UK regulator out of touch – Aon
UK – Educating the Pensions Regulator and investment are the two greatest challenges facing trustees at present, according to Aon Consulting’s chief actuary Donald Duval.
“The Regulator knows where it wants pension funds to be, but it’s a bit out of touch on how to get there,” he told IPE.
Duval stated that despite the fact that the Regulator takes its responsibilities very seriously, “it comes from an unrealistic and somewhat dangerous idea that people should buy lots and lots of secure bonds”.
A flood of investment into this area, in turn, results in lower returns, he explained.
He added: “One can’t solve the problem by taking more and more money away from companies. One must solve it through investment and returns. The way money is invested is vital to delivering benefits.”
Duval was speaking in London on the employer covenant as an intangible asset of the scheme. This was the fourth in a series of investment conferences hosted by Aon, entitled ‘Pensions: The way forward’.

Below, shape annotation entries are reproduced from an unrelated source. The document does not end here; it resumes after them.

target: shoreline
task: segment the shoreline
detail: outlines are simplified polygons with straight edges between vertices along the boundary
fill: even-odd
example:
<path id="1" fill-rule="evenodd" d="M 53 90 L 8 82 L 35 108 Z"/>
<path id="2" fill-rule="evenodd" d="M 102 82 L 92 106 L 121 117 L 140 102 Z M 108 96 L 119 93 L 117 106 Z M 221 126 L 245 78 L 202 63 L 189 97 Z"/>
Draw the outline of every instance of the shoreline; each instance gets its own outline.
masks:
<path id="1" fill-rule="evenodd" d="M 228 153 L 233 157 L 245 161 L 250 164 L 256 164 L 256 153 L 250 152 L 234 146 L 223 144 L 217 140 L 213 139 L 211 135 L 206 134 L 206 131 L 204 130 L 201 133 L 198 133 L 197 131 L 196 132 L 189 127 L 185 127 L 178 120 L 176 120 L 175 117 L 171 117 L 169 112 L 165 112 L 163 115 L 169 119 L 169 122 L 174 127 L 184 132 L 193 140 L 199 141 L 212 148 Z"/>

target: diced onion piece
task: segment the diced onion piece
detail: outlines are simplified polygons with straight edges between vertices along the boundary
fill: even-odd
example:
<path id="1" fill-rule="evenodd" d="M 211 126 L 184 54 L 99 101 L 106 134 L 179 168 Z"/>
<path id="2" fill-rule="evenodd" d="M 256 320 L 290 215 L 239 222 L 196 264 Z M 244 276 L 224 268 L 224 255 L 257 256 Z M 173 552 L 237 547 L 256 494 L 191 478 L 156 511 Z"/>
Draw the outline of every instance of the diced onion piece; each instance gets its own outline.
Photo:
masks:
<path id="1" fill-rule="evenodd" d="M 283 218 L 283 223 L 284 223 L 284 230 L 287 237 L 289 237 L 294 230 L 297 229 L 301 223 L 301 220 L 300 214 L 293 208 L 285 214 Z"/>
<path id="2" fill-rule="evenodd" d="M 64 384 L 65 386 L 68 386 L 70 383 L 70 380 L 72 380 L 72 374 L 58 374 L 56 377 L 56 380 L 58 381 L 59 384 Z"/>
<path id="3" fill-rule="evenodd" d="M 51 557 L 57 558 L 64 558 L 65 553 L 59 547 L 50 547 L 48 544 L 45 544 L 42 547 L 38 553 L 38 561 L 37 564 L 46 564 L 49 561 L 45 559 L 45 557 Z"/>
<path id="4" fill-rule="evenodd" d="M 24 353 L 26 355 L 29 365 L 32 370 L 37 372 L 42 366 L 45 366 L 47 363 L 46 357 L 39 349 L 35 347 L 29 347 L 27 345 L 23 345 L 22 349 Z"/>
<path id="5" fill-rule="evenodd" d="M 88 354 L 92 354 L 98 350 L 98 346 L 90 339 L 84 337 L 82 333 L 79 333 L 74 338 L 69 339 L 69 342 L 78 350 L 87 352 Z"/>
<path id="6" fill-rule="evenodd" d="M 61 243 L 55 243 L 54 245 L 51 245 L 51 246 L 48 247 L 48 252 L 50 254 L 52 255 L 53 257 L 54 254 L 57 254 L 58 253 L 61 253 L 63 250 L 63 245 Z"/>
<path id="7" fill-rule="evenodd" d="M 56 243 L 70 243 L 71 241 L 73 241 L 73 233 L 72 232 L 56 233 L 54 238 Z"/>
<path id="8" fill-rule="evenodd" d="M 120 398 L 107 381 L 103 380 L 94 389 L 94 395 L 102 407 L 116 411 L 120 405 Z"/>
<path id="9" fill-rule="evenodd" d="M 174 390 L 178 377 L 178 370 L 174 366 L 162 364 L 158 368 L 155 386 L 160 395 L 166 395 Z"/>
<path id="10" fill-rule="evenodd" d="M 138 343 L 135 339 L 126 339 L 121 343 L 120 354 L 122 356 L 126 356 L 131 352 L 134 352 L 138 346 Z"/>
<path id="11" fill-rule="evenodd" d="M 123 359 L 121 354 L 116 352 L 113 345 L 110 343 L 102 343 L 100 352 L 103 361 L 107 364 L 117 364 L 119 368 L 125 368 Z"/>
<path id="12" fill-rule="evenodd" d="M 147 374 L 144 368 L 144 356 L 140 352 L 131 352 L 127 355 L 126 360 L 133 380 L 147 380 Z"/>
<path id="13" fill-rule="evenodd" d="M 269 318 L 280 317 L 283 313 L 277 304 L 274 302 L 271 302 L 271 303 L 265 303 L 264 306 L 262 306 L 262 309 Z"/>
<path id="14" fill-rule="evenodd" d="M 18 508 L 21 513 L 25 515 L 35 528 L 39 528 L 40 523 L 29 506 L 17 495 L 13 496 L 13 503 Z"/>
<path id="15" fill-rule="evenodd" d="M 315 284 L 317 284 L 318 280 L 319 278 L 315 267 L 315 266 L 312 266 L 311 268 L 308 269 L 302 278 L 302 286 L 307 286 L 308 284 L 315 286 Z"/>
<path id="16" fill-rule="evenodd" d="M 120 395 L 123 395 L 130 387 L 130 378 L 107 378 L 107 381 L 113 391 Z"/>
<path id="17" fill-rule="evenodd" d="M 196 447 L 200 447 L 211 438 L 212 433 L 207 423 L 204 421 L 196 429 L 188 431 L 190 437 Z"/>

According to a spokesperson from the Pensions Regulator, “The responsibility for deciding a scheme's investment strategy lies with the trustees.
“It is not for the Pensions Regulator to set investment plans of pension schemes. Trustees must work with their advisers, e.g. scheme actuary, and investment advisers to decide a funding strategy which is appropriate for their scheme.”
The spokesperson added that the Regulator would work closely with the industry, and continue to listen to feedback through consultation on their approach to scheme funding, their codes of practice, and other areas.
Duval also warned that the closure of several DB schemes to new members has raised the potential for the gap to widen between pension funds and companies.
The schemes may be regarded as a “legacy” or separate entity to be managed by the company.
He urged schemes and companies to communicate and interact effectively to reach compromises about investment strategies and risk.
“Trustees must engage with companies’ financial positions, and as employers, companies must let them.”